Share

Bojonegoro Manfaatkan Limbah Batik Jadi Cat Tembok

Bojonegoro, Media Center – Indonesia dikenal dunia dengan keindahan kain batik yang beragam motif dan warna. Batik Indonesia salah satunya juga berasal dari Kabupaten Bojonegoro, Jawa Timur.

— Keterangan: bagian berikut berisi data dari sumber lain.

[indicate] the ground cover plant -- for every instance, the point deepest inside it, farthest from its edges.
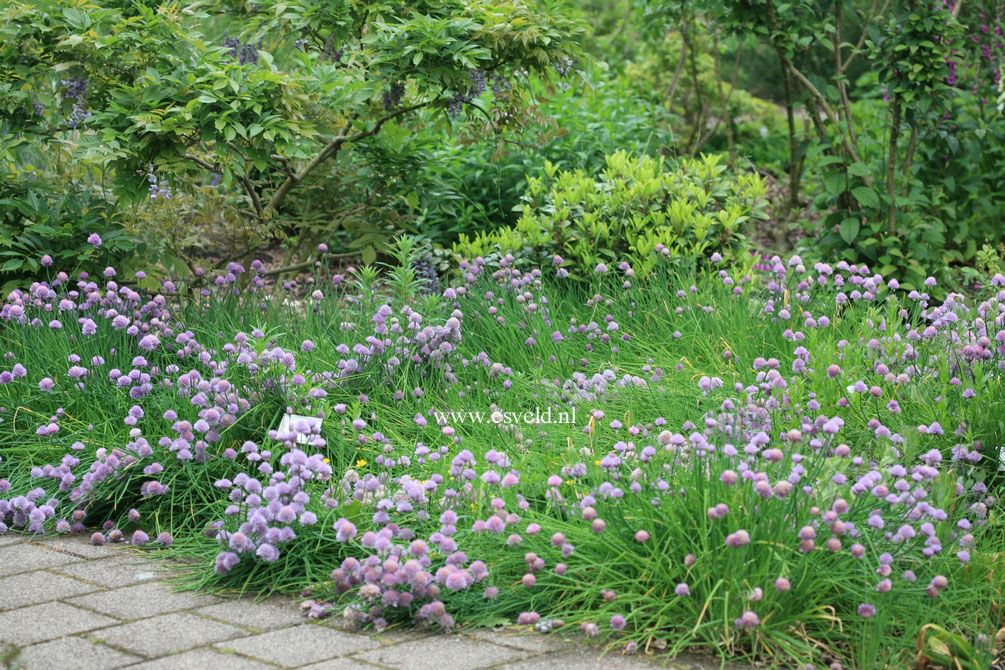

Berkembangnya industri batik seolah membuat beberapa pihak terlena akan pengolahan limbah batik tersebut. Solusi yang sudah dimunculkan Pemerintah adakah dengan pembangunan IPAL di dekat titik produksi batik. Kenyataannya, pengadaan IPAL memerlukan anggaran yang cukup besar.

Adib Nurdiyanto, seorang Penggagas ide pengolahan limbah batik di Rumah Kreatif, Desa Mojodeso, memperhatikan bahwa perlu adanya pengolahan limbah dari produksi batik agar tidak dibuang begitu saja ke saluran air.

“Setelah mempelajari limbah tersebut,saya pun yakin untuk memanfaatkan limbah batik tersebut menjadi produk turunan berupa cat tembok,” ujarnya, Selasa (5/3/2019).

Di Rumah Kreatif, Adib bersama tim nya menampung limbah tersebut dalam jirigen yang kemudian dipadukan dengan 3 bahan lain yang sangat mudah dijumpai di toko-toko bangunan dan harga nya pun murah.

Cat tembok ini pun diberi nama Cat Tembok Dalang (Daur Ulang) dengan kemasan 1000 ml. Uji coba penggunaan cat tembok ini dilakukan oleh tim Rumah Kreatif pada tembok, Paving dan kayu.

“Daya tahan nya nggak kalah dengan cat buatan pabrik,” ujar Adib.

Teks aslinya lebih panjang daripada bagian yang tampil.